Religion
- Affiliation: Hinduism
- District: Thrissur
- Deity: Vishnu
- Festival: Sampoorna Yajurveda Yajna

Location
- Location: Cherpu
- State: Kerala
- Country: India
- Interactive map of Mithranandapuram Vamanamoorthy Temple
- Coordinates: 10°26′47″N 76°12′20″E﻿ / ﻿10.446478°N 76.205465°E

Architecture
- Type: Architecture of Kerala

Specifications
- Temple: One
- Elevation: 28.16 m (92 ft)

= Mithranandapuram Vamanamoorthy Temple =

Mithranandapuram Vamanamoorthy Temple is a Hindu temple situated in Cherpu of Thrissur District of Kerala, India. According to the legends, the idol worshiped here is more than 1,500 years old.

== Story ==
Mahabali, the king of the Daityas or Asuras, i.e., demons in the Treta Yuga, reached the zenith of power and fame. He owed his tremendous success and prosperity in life to his observance of an austere and virtuous lifestyle. He performed many ritual sacrifices or Yajna to consolidate his sway over the three worlds of the universe (Heaven, Earth and Underworld). Lord Vamana has blessed king Sri Mahabali on his request for three feet of mud; the mood of the deity in the temple is that of blessing the king Mahabali. Vishnu was immensely pleased with the goodness of Mahabali.
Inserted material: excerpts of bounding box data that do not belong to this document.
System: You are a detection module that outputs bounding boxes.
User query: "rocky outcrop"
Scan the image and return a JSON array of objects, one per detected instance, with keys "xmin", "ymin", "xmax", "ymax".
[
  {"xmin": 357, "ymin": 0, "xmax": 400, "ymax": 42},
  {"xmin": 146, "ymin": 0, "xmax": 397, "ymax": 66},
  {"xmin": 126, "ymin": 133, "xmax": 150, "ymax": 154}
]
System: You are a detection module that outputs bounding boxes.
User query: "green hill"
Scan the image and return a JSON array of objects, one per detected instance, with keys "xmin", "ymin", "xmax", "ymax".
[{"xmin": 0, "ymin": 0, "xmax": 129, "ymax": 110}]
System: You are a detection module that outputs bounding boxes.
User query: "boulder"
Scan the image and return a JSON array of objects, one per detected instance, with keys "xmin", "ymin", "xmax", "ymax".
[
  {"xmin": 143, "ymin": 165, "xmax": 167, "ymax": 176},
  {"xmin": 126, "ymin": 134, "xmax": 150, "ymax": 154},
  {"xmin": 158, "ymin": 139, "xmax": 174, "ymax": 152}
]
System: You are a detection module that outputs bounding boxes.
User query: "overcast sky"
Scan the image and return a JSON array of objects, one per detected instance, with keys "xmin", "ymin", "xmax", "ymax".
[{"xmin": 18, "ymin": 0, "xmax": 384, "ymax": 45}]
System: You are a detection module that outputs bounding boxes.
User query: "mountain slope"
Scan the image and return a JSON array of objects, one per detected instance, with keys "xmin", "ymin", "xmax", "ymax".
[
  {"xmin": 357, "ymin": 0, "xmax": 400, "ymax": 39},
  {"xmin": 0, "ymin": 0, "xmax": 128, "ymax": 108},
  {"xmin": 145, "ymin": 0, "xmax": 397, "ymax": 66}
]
He educated Bali about the demerits of pride and arrogance, which forbids man from optimum progress. He allowed Mahabali to take shelter in the Paradise of the sacred abode, where lived the pure Prahlada. MahaVishnu further blessed Mahabali, that he would be the ruler of the earth in the following age or Yuga. Those who sacrifice themselves in the lotus feet of the deity get his blessings.

== Ownership ==
The temple is owned by three uranmakkar: Alakkattu Mana, Pattachomarayath Mana and Akkarachittur Mana. The present administration of the temple is done by Sri. Krishnan Namboodiri, Kizhillath Mana, Perumbillissery on the strength of the authority given by the uranmakkar. The chief priest or Thanthri of the Temple is Nedumpilly Tharananellur Mana, Irinjalakuda. Lord Ganesha, Swamiyar (guru) and Lord Annapoorneswari are the other deities.

== Visiting ==
One can get down at Perumbillissery Centre from the bus and walk less than 0.5 km west to reach the temple. Anybody in the centre can guide, as the temple is known to all. The temple is open from 5.30 AM to 10.30AM and 5.30 PM to 7.30 PM all days. This is subject to change on special days like Thiruvonam, Prathishta Dinam, Othukottu, lunar and solar eclipse days.

== Othu Kottu festival==
The main festival of the temple is Sampoorna Yajurveda Yajna or Othu Kottu. Yajurveda Samhitha recital is one of the special prayers offered in the temple. Othu means Veda and Kottu means recitals. The whole text of Yajurveda is recited once in every three years by Yajurveda scholars from parts of Kerala. The Yajna is conducted by 10 Namboodiri families of the locality with co-operation of devotees.